Porvoo/Borgå: Porvoo is the second oldest town in Finland, which got its privileges around 1380. This picturesque town is situated only one hour’s drive from Helsinki. The excursion will take you to the old town that still has the medieval town plan, to the medieval cathedral and to “Castle Hill” next to Old town.
Suomenlinna/Sveaborg: Suomenlinna is a fortress built on islands just off Helsinki in the mid-eighteenth century. The fortress belongs to the UNESCO World Heritage list.
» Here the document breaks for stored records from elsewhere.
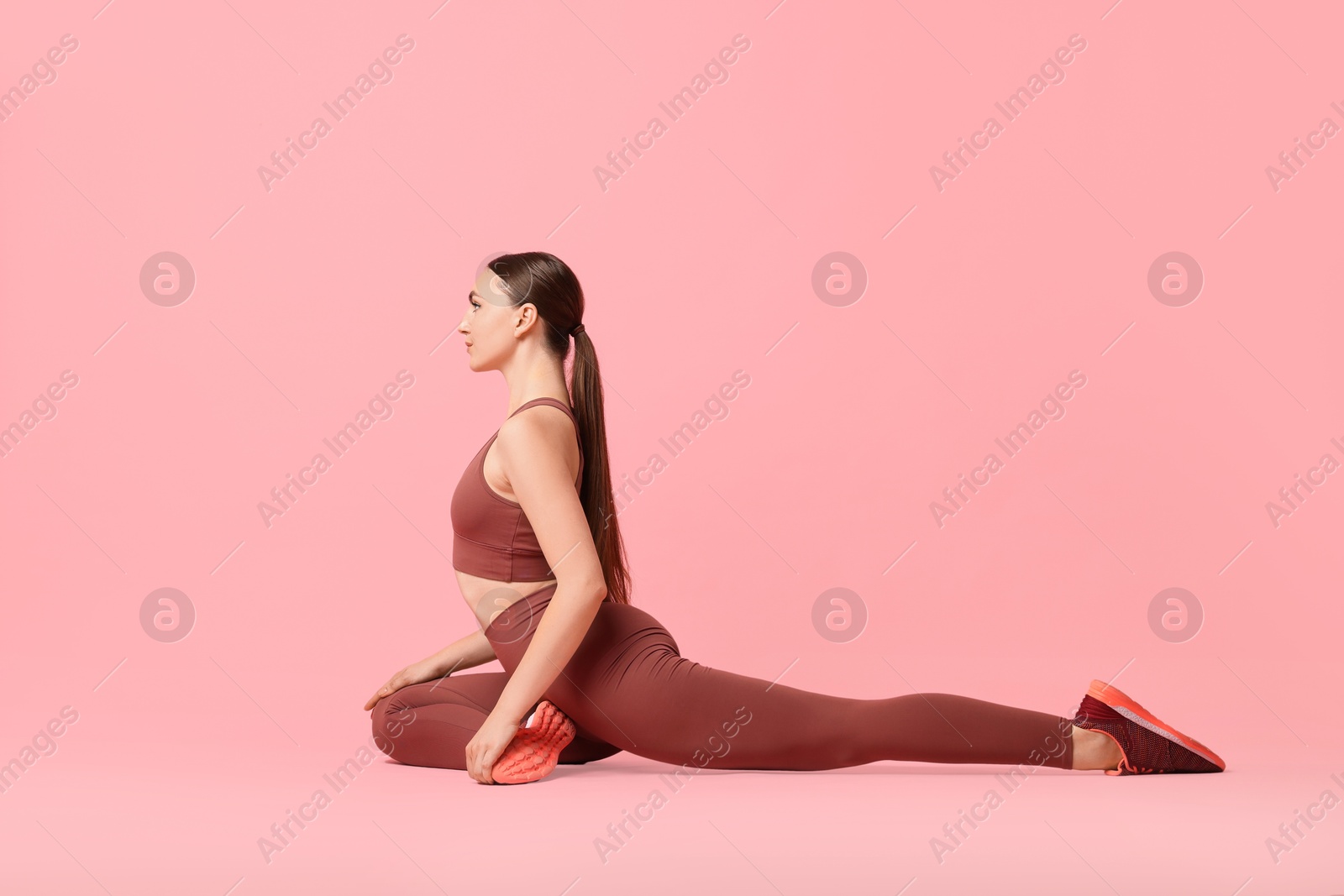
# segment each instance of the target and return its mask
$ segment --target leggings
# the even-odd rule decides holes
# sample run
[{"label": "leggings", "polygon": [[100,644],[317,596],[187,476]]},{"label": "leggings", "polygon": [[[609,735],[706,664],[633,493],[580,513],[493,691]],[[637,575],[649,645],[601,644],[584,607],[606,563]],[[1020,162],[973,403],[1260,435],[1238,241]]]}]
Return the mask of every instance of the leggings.
[{"label": "leggings", "polygon": [[[383,697],[372,717],[383,752],[410,766],[465,768],[466,744],[555,588],[516,600],[485,627],[504,672],[445,676]],[[599,606],[543,697],[578,731],[562,764],[625,750],[714,768],[810,771],[883,759],[1073,767],[1071,719],[949,693],[857,700],[712,669],[684,658],[652,615],[616,602]]]}]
A ferry will take you to Suomenlinna with a guided walking tour through the fortress, after which you will have time to look at the island on your own and visit its museums and cafés.
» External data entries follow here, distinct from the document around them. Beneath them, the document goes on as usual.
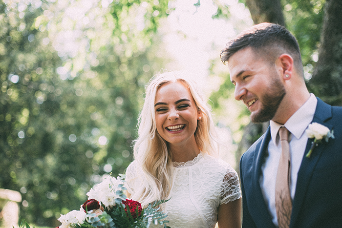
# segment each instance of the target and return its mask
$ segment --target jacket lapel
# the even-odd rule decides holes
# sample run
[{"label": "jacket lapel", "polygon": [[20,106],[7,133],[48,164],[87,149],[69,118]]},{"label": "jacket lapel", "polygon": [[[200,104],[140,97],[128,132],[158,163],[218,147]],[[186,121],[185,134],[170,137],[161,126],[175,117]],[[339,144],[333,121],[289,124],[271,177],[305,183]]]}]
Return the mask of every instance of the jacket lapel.
[{"label": "jacket lapel", "polygon": [[[319,98],[318,98],[317,100],[317,106],[312,122],[316,122],[324,125],[331,130],[332,126],[325,122],[332,117],[332,107],[323,102]],[[298,172],[296,193],[292,207],[290,227],[294,226],[298,218],[308,189],[308,186],[312,176],[314,169],[324,150],[324,144],[320,144],[315,148],[310,157],[307,158],[305,155],[309,152],[313,141],[313,139],[308,139],[308,140],[301,165]]]},{"label": "jacket lapel", "polygon": [[[267,147],[271,140],[271,130],[269,126],[265,133],[264,137],[262,139],[259,151],[256,154],[253,161],[253,189],[254,191],[253,198],[256,201],[256,210],[258,210],[257,214],[260,218],[258,219],[262,220],[261,227],[275,227],[272,222],[272,218],[268,212],[267,206],[266,204],[264,196],[260,187],[259,179],[261,175],[261,167],[265,162],[265,159],[268,156]],[[256,208],[258,209],[256,209]]]}]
Hämeenlinna/Tavastehus and nearby archaeological sites: Hämeenlinna is situated 1.5 hours’ drive from Helsinki. It was established by the Swedish Crown in order to secure its position in the inland area of Finland in the thirteenth century. This castle made of brick is unique in Finland. The excursion includes a guided tour in the castle, as well as a brief visit to the medieval church of Hattula just north of Hämeenlinna.
Tallinn Old Town: The morning ferry to Tallinn takes two hours. Tallinn, the capital of Estonia, was established as a Hanseatic town in 1248. It has always had a strong Nordic connection, having been founded by Danes and ruled by Swedes for a long time. During the excursion we will visit the Old Town, with its well-preserved medieval wall and buildings. The excursion will take us to Niguliste church, where we will see Bernt Notke’s Dance Macabre from the fifteenth century, to the Estonian History Museum and to the Imperial park Kadriorg.
Post-Conference tour in Estonia: The excursion will start early Saturday morning, travelling first to the island of Vormsi, which, from the thirteenth century to 1944, was mainly inhabited by a Swedish-speaking population with its own, unique dialect and traditions. It will then move by bus to Saaremaa, Estonia’s largest island, where we will stay two nights in order to spend the whole day Sunday on Saaremaa and visit several interesting archaeological sites, especially Salme, where two Scandinavian burial ships from the eighth century have recently been excavated.